Va da sé che per fare tutto ciò, ovvero rimodulare l’azione politica e riconoscere i propri errori, bisogna che i principali responsabili di quegli stessi facciano un poderoso passo indietro. E se Renzi e Boschi non hanno la necessaria umiltà per capire che la loro presenza è solo un problema, un partito che si dice ancora di massa e che ha a cuore il futuro del Paese, ha il dovere di ricollocare questi personaggi nell’unico posto in cui possono essere ancora utili: fuori da qualsiasi incarico di dirigenza. E ovviamente non sono gli unici: ricordiamo ancora tutti con affetto il “ciaone” di Carbone, per il referendum sulle trivelle. Saluto che l’elettorato e rimandato al mittente il 4 dicembre del 2016, bocciando fragorosamente non solo un’intera riforma costituzionale, ma l’intero renzismo. L’elenco è e resta lungo, insomma.

Un ulteriore passo, necessario per riappacificarsi con un elettorato che deve andare dalla sinistra radicale alla borghesia progressista – al di là di quei soggetti ultraidentitari che hanno a cuore più il mantenimento dell’ideologia che i problemi reali del Paese – è il riconoscimento più ampio possibile delle istanze degli altri. A cominciare dalla minoranza interna del partito, per arrivare alle soggettività altre presenti nel tessuto sociale. Senza insulti, ma ascoltando bisogni e aspirazioni. Perché quegli insegnanti che si lamentavano della riforma scolastica, non andavano insultati usando il termine “professore” come dispregiativo e sinonimo di fannullone. Idem per quei lavoratori che si opponevano alle “tutele crescenti”, ridotti a gufi rosiconi.

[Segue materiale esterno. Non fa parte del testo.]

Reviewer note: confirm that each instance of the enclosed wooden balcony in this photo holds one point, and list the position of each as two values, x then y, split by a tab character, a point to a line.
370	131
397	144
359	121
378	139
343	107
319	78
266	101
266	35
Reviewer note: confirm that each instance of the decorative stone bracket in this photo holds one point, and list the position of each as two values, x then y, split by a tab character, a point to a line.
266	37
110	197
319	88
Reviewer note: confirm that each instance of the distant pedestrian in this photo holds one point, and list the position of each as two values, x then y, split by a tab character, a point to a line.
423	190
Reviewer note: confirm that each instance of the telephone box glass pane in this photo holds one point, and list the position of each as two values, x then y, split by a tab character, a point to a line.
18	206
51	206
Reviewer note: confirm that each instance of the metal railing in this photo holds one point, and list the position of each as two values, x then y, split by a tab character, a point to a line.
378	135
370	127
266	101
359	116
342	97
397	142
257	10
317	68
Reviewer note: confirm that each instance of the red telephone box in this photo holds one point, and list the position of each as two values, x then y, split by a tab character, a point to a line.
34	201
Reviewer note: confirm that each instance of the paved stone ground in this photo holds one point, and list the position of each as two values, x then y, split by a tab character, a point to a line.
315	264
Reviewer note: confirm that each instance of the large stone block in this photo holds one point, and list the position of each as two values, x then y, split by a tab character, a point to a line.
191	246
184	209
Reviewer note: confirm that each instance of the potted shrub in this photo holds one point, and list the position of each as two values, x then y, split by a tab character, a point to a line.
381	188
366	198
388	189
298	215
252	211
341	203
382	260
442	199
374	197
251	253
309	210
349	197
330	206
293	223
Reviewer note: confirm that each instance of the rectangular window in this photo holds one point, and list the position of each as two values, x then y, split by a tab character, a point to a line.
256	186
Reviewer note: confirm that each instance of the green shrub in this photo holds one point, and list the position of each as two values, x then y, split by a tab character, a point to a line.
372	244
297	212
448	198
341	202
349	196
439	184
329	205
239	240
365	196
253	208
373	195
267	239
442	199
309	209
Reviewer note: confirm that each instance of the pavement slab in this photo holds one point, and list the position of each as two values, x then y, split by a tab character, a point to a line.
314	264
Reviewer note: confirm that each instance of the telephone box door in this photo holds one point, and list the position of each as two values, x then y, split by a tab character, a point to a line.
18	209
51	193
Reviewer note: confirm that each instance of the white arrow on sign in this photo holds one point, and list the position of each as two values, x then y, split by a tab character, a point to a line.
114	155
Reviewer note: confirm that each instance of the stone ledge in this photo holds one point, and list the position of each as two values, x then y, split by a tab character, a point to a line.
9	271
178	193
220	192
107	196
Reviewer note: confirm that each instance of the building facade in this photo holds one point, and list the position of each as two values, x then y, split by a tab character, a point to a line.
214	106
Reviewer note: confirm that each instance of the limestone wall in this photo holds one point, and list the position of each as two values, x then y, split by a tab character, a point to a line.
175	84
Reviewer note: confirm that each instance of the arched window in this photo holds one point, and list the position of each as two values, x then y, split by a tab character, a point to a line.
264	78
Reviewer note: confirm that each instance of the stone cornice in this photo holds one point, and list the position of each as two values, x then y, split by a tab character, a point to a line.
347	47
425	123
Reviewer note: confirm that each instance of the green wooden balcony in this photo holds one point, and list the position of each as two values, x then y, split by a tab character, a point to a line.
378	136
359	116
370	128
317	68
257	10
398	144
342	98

Gli ambiti su cui lavorare, poi, sono molti e molteplici: da una nuova politica per i migranti, da costruire attorno al concetto di integrazione con la nostra cultura, alla risoluzione di quei problemi che rischiano di trasformare la società tutta in plebe da addomesticare – sia perché schiacciata dai bisogni materiali, sia perché sobillata dalle sue paure – e inglobata nel non meglio identificato concetto di “popolo” ridotto a categoria politica di parte. E sugli obiettivi comuni si crea anche l’unità. In quella, può esserci spazio per molti e molte. Altrimenti c’è il “populismo“, appunto. Abbiamo le forze e la cultura necessarie per porre rimedio agli errori fatti. Ci serve solo molto più coraggio, meno cialtronismo e tanta, tanta buona volontà.